TheWrap‘s Steve Pond has now proven the point by measuring the strength of various Best Picture nominees from ’09 and ’10 within the new rules framework. The smaller, less mainstreamy films that might have become one of the bottom-five Best Picture contenders under the “old rules” are now facing a tougher situation. You could even call it a stacked deck. According to Pond, a bit less than 30% of all the 2011 Best Picture nomination ballots won’t even count because their first-choice picks probably won’t result in a 5% tally.

“Using the old system, my 2010 simulation” — using critics votes from Movie City News — “took 11 rounds to produce 10 Best Picture nominees,” Pond writes. “At the end of those 11 rounds, only 10 ballots (six percent of the total) had been discarded, because those critics opted entirely for films that ended up out of the running. The new system, though, uses just one round of counting and redistribution to come up with the nominees.

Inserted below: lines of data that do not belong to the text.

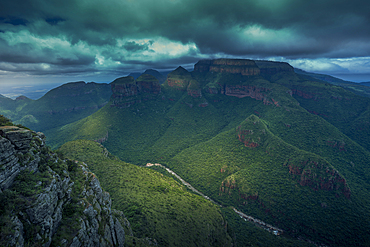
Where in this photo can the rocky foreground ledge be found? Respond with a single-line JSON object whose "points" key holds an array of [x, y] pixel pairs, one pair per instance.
{"points": [[48, 200]]}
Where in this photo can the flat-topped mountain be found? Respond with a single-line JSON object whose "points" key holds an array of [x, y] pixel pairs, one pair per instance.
{"points": [[283, 147], [234, 66]]}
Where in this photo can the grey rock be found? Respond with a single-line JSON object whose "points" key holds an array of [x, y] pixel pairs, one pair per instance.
{"points": [[120, 233], [16, 239], [19, 137]]}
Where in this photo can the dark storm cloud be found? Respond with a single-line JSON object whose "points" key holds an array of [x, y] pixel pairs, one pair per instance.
{"points": [[135, 47], [98, 31]]}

Using that system, a full 43 ballots, representing almost 28 percent of the total vote, ended up having no impact on the slate of nominees.

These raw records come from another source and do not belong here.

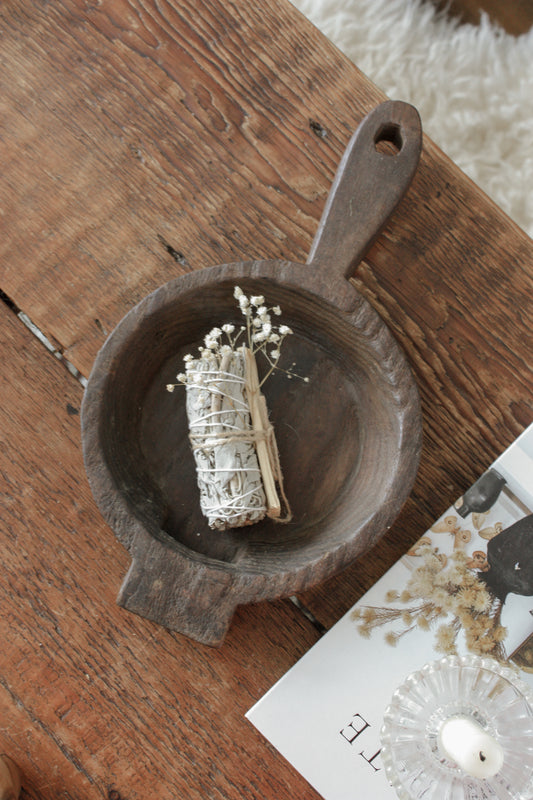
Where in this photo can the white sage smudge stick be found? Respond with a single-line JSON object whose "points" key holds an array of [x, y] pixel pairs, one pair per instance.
{"points": [[233, 442]]}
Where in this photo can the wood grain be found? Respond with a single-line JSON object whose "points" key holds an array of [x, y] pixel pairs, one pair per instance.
{"points": [[135, 436], [140, 141], [95, 700]]}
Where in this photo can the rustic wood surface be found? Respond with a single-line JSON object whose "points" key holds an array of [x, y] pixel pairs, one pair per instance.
{"points": [[135, 434], [140, 141]]}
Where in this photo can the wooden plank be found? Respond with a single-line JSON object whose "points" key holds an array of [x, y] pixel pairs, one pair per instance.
{"points": [[96, 702], [515, 18], [136, 134], [456, 290], [143, 141]]}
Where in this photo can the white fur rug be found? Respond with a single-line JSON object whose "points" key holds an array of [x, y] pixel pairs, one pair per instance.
{"points": [[473, 85]]}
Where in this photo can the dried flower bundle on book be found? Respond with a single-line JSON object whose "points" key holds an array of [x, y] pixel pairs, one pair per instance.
{"points": [[237, 462]]}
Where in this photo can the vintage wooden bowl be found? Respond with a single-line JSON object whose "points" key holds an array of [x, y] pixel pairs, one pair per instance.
{"points": [[349, 439]]}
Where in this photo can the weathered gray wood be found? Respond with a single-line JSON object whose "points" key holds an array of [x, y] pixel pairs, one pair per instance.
{"points": [[96, 702], [357, 420]]}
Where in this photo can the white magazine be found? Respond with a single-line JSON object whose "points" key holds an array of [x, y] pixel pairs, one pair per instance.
{"points": [[325, 714]]}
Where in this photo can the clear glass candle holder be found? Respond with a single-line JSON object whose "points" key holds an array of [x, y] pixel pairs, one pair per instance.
{"points": [[497, 709]]}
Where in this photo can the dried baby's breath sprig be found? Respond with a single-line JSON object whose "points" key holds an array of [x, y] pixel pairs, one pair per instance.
{"points": [[449, 596], [236, 456]]}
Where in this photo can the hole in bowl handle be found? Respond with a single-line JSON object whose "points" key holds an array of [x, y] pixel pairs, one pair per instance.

“Critics who voted for The King’s Speech or The Social Network [in the simulated vote] helped their top choices get nominated. Ones who went for Biutiful or Shutter Island had their ballots redistributed to help out another pick. But the ballots of critics whose top picks were True Grit, Blue Valentine, The Kids Are All Right and 17 other films were left sitting on the table. That’s because they voted for the 21 films that fell into the gap between one and five percent of the vote.

In other words, “Because they voted for films that narrowly missed being nominated, they were unable to influence the outcome the way they would have under the old process, when those films would eventually have been eliminated and the ballots redistributed to help each voter’s other selections.

Pond did the same kind of simulation with MCN’s 2009 critics’ lists “and the results were similar,” he says, “with the number of unused ballots going from well under 10 percent to more than 25 percent.

“Certainly, you can’t draw direct comparisons between tallying 156 critics lists and 5,000 Oscar ballots; the critics, for one thing, are more likely to champion obscure films than Academy members, which might well lead to higher levels of unused ballots. And Davis insisted that Academy figures place their number of unused ballots at less than 10 percent under the new system. But my demonstration makes it clear that stopping after one round will increase the number of Academy voters whose ballots don’t affect the results, and Academy [honcho] Bruce Davis did not dispute that finding.”